At the audio booth, she leaned in slightly, pressing the comm mic. "Five-minute heads-up. Opening remarks go live at eight sharp."

Malik's voice crackled in, crisp and calm from his perch on the upper balcony. "Copy that. Media's under control, but the guy from Korea Star Daily is creeping toward the edge of the press barrier."

"Redirect him. No interviews until post-speeches, cleared and corralled."

"On it."

Paloma chimed in next, her tone a satisfied hum. "Stage is prepped. Mics tested twice. CEO rep is in position and knows their marks. Also, VIP lounge passed the vibe check. Barely."

Beth smirked. "Barely is still a pass."

She made her way toward the stage with the confidence of someone who didn't need to announce her authority to have it felt. A few guests turned to nod at her as she passed—industry names with faces she half-recognized from security briefings and late-night dossier reviews. One of them, a fashion designer with platinum braids and blood-red lips, gave her a faint smile. Beth remembered that face. She'd once crafted a handbag Alex had bled all over during a red carpet ambush in Madrid.

Beth's heels softened on the carpeted incline of the stage stairs just as the house lights dimmed—a gentle fade, not enough to disorient, but enough to command attention. A golden cue. Everything in motion now.

She reached for her comm to confirm the final mark, but the emcee's voice cut clean through the hush before she could speak.

"Ladies and gentlemen," the voice rang out, rich and practiced, layered with warmth and polish, "if we could have your attention—welcome to the first-ever Golden Stag Security and Solutions public showcase."

Applause rose in a tide of practiced enthusiasm. Not thunderous, not yet, but solid. Curious. Respectful.

Beth stayed at the edge of the stairs, just out of view, the dark velvet curtain framing her shoulder as the CEO rep stepped into the light. Flanked by two handlers, they looked every inch the part—tailored suit, subtle earpiece, speech notes tucked neatly in hand. The words that followed had been drafted over weeks of late nights, furious edits, and at least two heated debates over comma placement. She and Alex had shaped it together—line by line, mission by mission—until every syllable hit the exact tone they wanted.

And it did.

The speech wove through Golden Stag's origin story: its veteran-led leadership, its trauma-informed field approach, its commitment to innovation in both protective tech and close-quarters defense. The philanthropic arm drew a nod of approval from the press. The announcement of expanded international contracts caught several reps reaching for their pens. The transition into civilian-private partnerships was framed as bold. Strategic. Necessary.
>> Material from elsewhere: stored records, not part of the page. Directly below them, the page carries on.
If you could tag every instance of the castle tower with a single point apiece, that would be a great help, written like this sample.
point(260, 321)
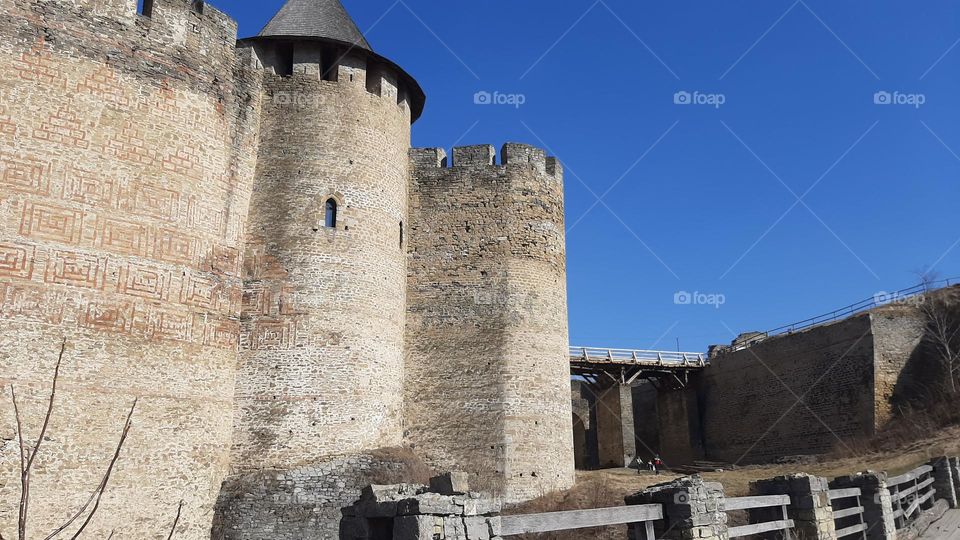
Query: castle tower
point(125, 176)
point(321, 363)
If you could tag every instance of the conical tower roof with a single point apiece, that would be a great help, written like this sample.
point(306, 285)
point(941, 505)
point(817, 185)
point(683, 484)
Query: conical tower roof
point(315, 19)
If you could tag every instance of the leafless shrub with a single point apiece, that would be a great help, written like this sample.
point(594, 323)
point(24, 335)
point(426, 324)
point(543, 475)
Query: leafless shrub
point(28, 456)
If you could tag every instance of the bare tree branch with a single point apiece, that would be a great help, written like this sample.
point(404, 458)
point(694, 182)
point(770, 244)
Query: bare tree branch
point(26, 461)
point(24, 480)
point(175, 521)
point(106, 476)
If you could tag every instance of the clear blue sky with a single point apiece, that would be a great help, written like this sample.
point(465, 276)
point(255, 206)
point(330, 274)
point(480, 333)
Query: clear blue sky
point(695, 197)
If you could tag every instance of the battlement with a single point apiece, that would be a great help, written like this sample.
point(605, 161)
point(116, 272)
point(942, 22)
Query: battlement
point(334, 64)
point(171, 39)
point(485, 155)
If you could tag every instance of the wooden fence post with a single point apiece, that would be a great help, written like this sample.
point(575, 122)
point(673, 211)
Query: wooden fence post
point(810, 506)
point(876, 501)
point(943, 474)
point(692, 508)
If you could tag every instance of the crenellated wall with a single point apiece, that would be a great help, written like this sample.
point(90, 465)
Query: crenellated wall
point(125, 178)
point(487, 359)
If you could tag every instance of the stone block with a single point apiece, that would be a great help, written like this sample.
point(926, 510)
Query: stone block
point(451, 483)
point(418, 528)
point(477, 528)
point(429, 503)
point(454, 528)
point(353, 528)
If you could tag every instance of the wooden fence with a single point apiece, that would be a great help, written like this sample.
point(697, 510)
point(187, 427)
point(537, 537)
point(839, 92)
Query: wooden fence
point(910, 493)
point(848, 513)
point(754, 503)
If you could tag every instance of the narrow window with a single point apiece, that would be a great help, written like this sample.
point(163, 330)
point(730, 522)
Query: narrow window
point(285, 59)
point(330, 218)
point(330, 64)
point(145, 8)
point(374, 79)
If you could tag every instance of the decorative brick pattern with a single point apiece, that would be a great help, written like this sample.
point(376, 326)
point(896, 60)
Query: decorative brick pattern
point(114, 236)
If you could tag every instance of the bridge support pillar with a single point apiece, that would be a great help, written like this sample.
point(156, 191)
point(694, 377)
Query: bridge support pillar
point(810, 507)
point(944, 482)
point(692, 508)
point(616, 441)
point(876, 502)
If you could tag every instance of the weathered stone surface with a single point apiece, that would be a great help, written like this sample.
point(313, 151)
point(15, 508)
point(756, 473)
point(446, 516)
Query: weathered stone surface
point(488, 259)
point(692, 508)
point(452, 483)
point(164, 196)
point(419, 528)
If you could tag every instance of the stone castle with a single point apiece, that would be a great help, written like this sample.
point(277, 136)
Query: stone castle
point(239, 234)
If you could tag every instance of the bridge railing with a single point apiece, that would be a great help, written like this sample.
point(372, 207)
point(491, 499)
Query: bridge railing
point(636, 356)
point(880, 299)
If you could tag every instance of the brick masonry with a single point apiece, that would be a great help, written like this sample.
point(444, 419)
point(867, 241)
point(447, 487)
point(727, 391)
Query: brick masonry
point(124, 187)
point(830, 367)
point(487, 326)
point(162, 199)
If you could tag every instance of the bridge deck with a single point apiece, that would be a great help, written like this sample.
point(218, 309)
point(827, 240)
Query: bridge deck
point(947, 528)
point(628, 357)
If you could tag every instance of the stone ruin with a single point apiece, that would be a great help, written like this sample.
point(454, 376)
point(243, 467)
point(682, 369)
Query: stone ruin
point(444, 510)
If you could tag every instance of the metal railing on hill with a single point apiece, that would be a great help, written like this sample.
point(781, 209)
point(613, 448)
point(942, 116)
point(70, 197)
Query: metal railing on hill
point(877, 300)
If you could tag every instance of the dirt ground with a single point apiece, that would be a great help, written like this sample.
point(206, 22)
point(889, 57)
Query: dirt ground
point(607, 488)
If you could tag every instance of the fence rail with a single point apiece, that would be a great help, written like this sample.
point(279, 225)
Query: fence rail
point(848, 513)
point(599, 355)
point(754, 503)
point(910, 493)
point(582, 519)
point(880, 299)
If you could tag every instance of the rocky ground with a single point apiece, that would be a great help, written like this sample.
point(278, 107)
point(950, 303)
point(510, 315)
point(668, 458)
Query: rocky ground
point(597, 489)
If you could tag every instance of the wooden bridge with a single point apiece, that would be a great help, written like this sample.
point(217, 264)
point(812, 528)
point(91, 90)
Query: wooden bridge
point(625, 366)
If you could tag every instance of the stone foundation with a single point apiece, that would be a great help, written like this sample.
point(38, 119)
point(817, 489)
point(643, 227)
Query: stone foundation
point(297, 504)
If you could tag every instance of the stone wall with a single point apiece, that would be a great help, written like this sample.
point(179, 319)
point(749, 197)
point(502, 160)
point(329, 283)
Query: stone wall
point(303, 503)
point(321, 363)
point(125, 176)
point(487, 328)
point(897, 333)
point(749, 398)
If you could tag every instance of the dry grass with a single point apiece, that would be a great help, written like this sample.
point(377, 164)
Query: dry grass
point(607, 488)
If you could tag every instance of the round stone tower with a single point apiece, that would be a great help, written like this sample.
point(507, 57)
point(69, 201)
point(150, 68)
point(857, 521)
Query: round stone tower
point(321, 360)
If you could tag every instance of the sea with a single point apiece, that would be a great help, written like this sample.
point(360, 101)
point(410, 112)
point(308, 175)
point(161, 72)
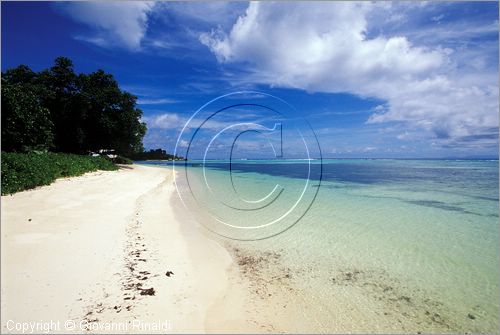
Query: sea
point(384, 245)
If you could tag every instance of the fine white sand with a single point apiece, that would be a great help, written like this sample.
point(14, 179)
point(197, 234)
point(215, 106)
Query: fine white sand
point(84, 249)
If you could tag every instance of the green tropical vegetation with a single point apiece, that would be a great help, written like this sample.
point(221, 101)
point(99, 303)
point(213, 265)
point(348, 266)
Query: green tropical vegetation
point(54, 119)
point(21, 171)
Paloma sent her a subtle thumbs up from the media rail. A moment later, Malik flashed a nod from above. Smooth. Seamless. Everything was landing exactly as it should.

Until—

"—and of course," the rep continued, their voice swelling slightly toward the close, "none of this would be possible without our brilliant ground team, including tonight's on-site operations lead, Beth Anders—"
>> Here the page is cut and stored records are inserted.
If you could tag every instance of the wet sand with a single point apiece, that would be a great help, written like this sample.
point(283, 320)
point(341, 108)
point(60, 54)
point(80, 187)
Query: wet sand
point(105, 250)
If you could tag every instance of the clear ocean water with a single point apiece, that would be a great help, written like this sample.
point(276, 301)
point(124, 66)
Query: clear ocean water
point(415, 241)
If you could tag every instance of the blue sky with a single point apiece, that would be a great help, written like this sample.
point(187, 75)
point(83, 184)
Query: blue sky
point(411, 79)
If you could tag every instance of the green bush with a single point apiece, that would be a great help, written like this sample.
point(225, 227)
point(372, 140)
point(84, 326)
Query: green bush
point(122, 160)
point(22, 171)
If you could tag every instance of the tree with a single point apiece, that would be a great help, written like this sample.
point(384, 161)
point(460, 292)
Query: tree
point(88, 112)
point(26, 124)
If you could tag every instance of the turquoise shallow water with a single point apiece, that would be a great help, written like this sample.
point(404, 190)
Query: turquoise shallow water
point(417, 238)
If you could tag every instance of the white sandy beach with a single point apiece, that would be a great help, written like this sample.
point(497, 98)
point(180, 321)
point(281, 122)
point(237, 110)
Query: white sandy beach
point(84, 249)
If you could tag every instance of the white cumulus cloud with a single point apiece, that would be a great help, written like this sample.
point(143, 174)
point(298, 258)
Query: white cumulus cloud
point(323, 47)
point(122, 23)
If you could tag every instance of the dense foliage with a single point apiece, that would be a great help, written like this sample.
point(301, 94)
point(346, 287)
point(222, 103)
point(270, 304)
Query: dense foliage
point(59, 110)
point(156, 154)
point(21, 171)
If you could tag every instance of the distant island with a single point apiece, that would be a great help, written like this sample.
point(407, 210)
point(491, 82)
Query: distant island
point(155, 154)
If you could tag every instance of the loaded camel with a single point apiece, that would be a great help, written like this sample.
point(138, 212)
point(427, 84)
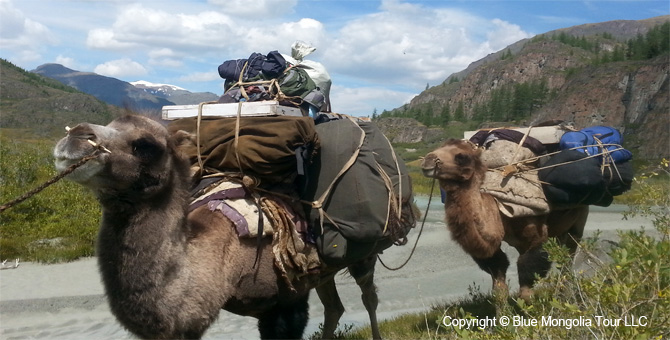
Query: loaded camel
point(166, 272)
point(479, 228)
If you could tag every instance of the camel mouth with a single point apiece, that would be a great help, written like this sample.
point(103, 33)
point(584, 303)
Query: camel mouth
point(429, 172)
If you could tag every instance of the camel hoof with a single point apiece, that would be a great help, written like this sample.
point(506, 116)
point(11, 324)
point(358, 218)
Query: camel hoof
point(526, 294)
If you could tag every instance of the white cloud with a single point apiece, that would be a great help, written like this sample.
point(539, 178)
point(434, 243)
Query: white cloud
point(106, 39)
point(201, 77)
point(18, 32)
point(411, 44)
point(120, 68)
point(256, 8)
point(362, 101)
point(67, 62)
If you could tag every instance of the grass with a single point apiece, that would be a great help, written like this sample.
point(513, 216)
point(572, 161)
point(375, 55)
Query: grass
point(59, 224)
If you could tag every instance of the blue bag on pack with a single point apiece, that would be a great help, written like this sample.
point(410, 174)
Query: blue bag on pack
point(585, 141)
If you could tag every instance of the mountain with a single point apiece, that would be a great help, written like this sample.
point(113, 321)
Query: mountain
point(613, 73)
point(107, 89)
point(45, 106)
point(174, 93)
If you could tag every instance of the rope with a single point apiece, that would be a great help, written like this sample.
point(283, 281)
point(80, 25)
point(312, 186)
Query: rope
point(53, 180)
point(197, 134)
point(423, 222)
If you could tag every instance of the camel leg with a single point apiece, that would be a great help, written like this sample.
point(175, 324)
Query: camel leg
point(285, 321)
point(332, 307)
point(496, 266)
point(534, 261)
point(364, 273)
point(572, 237)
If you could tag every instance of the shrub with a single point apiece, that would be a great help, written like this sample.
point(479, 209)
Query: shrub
point(58, 224)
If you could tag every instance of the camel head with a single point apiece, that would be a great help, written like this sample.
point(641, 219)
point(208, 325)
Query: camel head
point(455, 161)
point(138, 158)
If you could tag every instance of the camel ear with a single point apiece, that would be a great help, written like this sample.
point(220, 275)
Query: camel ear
point(183, 138)
point(463, 159)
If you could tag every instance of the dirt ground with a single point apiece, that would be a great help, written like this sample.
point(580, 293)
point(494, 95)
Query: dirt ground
point(65, 301)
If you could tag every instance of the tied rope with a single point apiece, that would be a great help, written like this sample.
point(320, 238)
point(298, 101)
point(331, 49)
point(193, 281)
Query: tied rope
point(54, 179)
point(423, 222)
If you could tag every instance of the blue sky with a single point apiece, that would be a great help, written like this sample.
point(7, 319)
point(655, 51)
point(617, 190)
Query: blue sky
point(379, 54)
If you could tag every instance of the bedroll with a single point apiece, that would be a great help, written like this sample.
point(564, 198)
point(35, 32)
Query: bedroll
point(362, 197)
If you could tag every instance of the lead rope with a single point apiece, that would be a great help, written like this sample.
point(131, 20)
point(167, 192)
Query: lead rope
point(423, 222)
point(55, 179)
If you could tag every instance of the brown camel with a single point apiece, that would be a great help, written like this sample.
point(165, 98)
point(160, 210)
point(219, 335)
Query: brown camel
point(167, 273)
point(478, 226)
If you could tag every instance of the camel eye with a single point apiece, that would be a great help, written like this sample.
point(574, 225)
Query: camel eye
point(147, 149)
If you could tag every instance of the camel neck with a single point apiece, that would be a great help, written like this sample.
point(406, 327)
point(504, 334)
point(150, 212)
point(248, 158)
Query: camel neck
point(141, 245)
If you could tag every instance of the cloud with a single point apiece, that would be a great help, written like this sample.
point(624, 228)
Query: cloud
point(410, 44)
point(67, 62)
point(362, 101)
point(19, 32)
point(120, 68)
point(201, 77)
point(256, 8)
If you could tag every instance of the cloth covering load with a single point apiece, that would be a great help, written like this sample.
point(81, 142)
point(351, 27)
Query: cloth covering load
point(334, 183)
point(362, 190)
point(590, 167)
point(291, 80)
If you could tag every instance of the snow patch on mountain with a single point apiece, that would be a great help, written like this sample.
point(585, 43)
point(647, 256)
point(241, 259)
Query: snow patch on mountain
point(146, 84)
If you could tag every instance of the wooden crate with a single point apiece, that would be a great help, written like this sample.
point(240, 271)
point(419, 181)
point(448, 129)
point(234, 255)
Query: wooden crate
point(249, 109)
point(545, 134)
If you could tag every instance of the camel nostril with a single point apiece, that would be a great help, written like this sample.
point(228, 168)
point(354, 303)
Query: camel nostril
point(81, 131)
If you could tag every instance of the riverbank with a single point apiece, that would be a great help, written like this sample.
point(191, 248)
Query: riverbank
point(66, 301)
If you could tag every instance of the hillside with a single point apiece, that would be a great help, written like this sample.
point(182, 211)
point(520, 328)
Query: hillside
point(175, 94)
point(613, 73)
point(110, 90)
point(45, 106)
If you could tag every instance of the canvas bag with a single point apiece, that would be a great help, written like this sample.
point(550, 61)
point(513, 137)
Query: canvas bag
point(269, 148)
point(356, 205)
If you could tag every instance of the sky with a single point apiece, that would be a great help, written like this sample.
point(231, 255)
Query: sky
point(379, 54)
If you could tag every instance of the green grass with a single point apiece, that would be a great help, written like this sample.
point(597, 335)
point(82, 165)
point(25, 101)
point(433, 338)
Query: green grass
point(59, 224)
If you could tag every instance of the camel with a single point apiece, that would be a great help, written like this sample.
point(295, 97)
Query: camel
point(479, 228)
point(167, 273)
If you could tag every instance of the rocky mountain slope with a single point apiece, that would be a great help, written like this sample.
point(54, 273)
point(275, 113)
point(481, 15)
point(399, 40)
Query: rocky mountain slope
point(110, 90)
point(580, 86)
point(175, 94)
point(45, 106)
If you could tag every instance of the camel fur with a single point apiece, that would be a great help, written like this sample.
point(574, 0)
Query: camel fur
point(477, 225)
point(166, 272)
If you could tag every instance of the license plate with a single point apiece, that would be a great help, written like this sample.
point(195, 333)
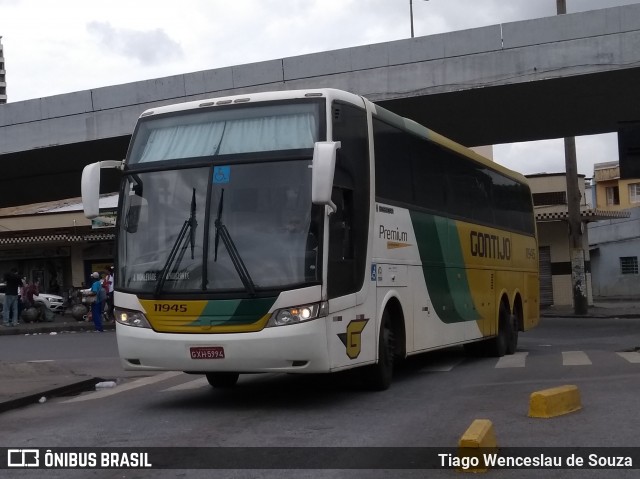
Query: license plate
point(207, 352)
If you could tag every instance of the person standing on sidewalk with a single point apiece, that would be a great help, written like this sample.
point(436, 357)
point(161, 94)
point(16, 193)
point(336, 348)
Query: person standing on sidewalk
point(13, 282)
point(98, 304)
point(110, 282)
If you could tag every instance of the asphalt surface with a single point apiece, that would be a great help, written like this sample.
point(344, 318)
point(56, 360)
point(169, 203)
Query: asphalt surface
point(24, 383)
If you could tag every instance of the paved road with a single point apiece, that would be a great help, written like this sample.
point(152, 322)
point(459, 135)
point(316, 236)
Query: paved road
point(432, 401)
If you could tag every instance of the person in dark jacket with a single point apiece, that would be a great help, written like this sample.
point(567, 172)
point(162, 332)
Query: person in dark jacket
point(10, 313)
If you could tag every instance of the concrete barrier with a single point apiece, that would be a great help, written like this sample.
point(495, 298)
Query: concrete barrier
point(478, 439)
point(554, 401)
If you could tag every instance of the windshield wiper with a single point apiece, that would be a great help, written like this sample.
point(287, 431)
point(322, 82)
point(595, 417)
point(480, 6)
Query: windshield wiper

The applause came without warning.

Not just polite, but pointed. Real.

Beth didn't flinch, but she felt it—that subtle pivot of attention, a ripple through the crowd as a spotlight shifted slightly off its intended path. Its beam caught her at an angle—just enough to brush the edge of her silhouette, enough to illuminate the soft gleam of her dress and the quiet strength in the line of her jaw.

She didn't step forward. She didn't wave.
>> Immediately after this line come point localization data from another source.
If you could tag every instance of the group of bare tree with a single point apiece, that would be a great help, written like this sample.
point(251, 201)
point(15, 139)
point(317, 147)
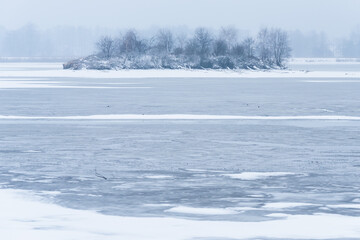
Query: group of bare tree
point(203, 49)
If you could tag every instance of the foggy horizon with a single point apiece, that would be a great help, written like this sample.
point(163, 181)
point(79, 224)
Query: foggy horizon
point(305, 16)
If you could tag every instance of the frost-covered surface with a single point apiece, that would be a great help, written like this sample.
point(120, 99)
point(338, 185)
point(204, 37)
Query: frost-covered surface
point(36, 219)
point(196, 157)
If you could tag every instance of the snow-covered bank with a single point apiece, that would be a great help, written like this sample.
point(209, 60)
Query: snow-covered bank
point(179, 74)
point(24, 216)
point(180, 117)
point(47, 70)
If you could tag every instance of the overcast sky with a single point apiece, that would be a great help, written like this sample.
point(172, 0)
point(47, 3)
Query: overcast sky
point(336, 17)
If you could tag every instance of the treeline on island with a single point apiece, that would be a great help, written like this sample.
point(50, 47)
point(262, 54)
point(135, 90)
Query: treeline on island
point(203, 50)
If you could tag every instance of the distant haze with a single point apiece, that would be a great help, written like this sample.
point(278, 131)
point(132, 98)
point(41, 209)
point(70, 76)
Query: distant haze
point(335, 17)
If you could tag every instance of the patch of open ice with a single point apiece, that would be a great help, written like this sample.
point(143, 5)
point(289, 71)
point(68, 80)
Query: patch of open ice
point(257, 175)
point(159, 177)
point(353, 206)
point(282, 205)
point(201, 211)
point(42, 84)
point(181, 117)
point(23, 216)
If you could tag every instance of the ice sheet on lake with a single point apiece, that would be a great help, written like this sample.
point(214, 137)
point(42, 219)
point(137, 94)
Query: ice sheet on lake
point(22, 214)
point(181, 117)
point(201, 211)
point(54, 70)
point(257, 175)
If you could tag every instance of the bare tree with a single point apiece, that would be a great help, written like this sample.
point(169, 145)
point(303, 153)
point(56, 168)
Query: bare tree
point(249, 47)
point(220, 47)
point(203, 40)
point(229, 35)
point(106, 47)
point(129, 43)
point(263, 46)
point(165, 41)
point(279, 43)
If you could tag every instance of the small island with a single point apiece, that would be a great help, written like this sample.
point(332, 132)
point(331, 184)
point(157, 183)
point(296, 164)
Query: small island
point(203, 50)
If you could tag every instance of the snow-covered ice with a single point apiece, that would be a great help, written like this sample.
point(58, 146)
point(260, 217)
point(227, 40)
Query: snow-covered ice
point(183, 154)
point(257, 175)
point(25, 216)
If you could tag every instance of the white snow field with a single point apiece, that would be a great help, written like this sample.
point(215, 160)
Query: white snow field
point(25, 217)
point(180, 154)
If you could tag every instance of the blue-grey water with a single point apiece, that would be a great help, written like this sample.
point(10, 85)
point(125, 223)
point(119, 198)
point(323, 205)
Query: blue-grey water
point(144, 167)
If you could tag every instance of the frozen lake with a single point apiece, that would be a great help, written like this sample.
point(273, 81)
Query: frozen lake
point(228, 170)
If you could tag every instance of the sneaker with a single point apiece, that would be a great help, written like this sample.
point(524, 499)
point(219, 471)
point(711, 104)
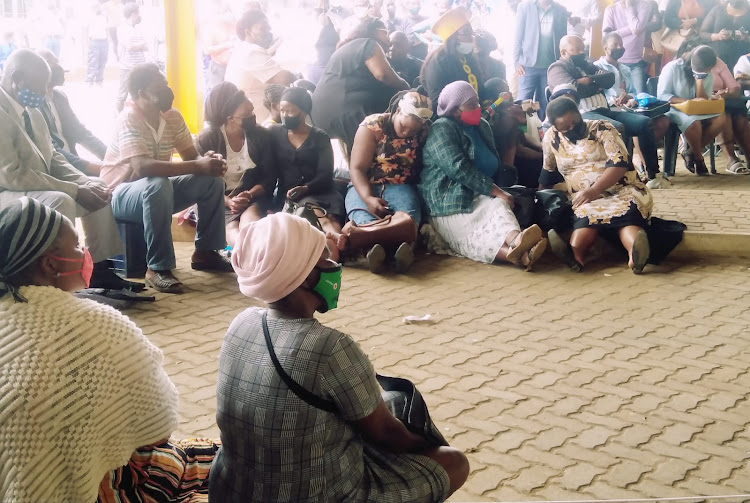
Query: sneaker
point(376, 259)
point(404, 258)
point(659, 182)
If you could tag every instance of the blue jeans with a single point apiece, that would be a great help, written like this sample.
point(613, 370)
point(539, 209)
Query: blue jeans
point(639, 72)
point(634, 125)
point(532, 86)
point(400, 197)
point(152, 201)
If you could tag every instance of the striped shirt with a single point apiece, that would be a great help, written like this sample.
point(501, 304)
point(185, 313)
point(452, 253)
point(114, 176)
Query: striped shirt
point(135, 137)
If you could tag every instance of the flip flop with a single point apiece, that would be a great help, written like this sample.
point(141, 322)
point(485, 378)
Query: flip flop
point(737, 168)
point(524, 242)
point(640, 252)
point(536, 253)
But she didn't shrink, either.

She stood where she was, shoulders back, one hand resting lightly over the inside pocket of her dress, where a small, folded note pressed warm against her skin.

You're everything I hoped you'd become.

She let the light touch her, just for a second, and let the applause wash over her like a promise she hadn't dared make for herself.

Then, without fuss, she stepped back into shadow.